Now here, we may start saying, “God can use, even me!” And I want us to stop with the word, “Even.” Though God’s love is astounding in its inclusivity and its ability to make holy what was once mundane, I do not think it is helpful to say, “God can use, even,” anything. The call of God to all people is equalizing, and that means that it truly makes equitable what the world has made hierarchical. Anna is a poor widow, and a prophet of God. Full stop. God is not calling, “Even a poor widow!” He is calling a prophet who is a poor widow. You see what I mean? Our identity matters, our stories must be told, but if we demean ourselves in the process of celebrating God’s great love and strength and mercy, then we ultimately work against what God is trying to do in the world.

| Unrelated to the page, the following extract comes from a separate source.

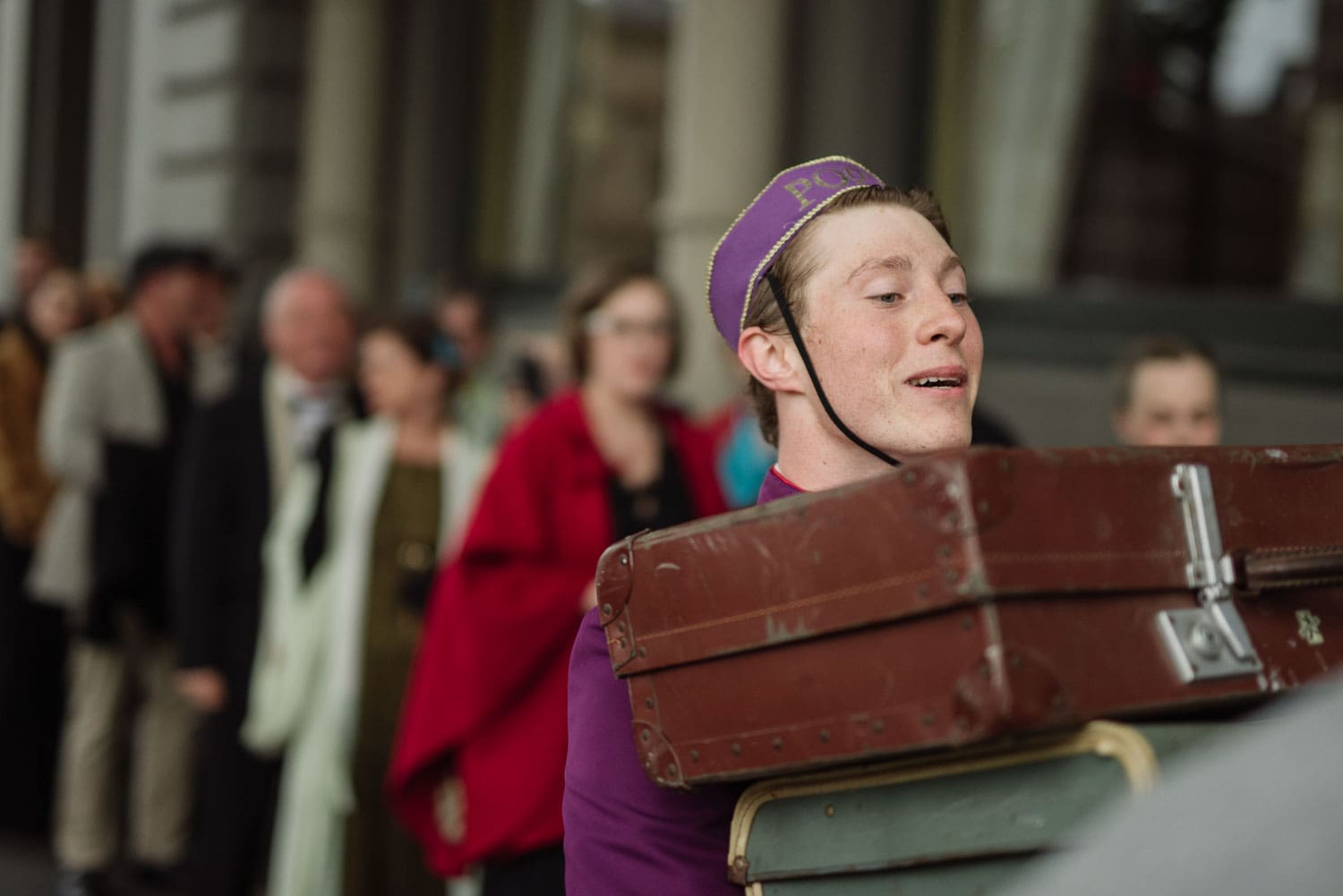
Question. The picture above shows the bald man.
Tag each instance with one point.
(238, 460)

There is room to be honest, and to, like Paul, cry out, “Sinner that I am, who can free me from this body of death?!” But only insomuch as we acknowledge our present faults, and not see our inherent being or circumstance as any reason to mourn. God did not call a woman despite her womanhood, but because she was a woman. God does not call any of us, despite ourselves, but because of who we are. This woman, of the tribe of Asher, widowed at a young age, and now older than most anyone around her, was called to be a prophet because of each of those things, and not one of them was any less valuable or precious a status to God.
We all face unique challenges in life because of who we are, some more than others, and all at the whims of society and culture. Some of us are blessed to face very little opposition, others do not have that privilege. There are many still who are in danger simply for being who they are, and until we live in a world where the essential nature and the momentary circumstances of a person’s life are not seen as elevating or denigrating their dignity, there will always be work to do to draw the circle wider. Justice is a difficult thing, and the restoration of our Edenic bliss will not be found in anything but the restoration of all people to a place where they are seen as beloved of God, for nothing other than the fact that God so chooses to love the world, and in so doing gives us the only Begotten Son.
Let Anna, and her words that we can only imagine, be for us a call to take on the roles of the prophet as God calls us to do. Some to proclaim mystery, so to warn against idolatry, and some still simply to testify the name of a God who calls himself Jesus. Wherever the prophetic call leads, know the Spirit of God blazes a path on ahead of us. May we all find our way, not despite, but because of what God has called us to be in this world. – Amen.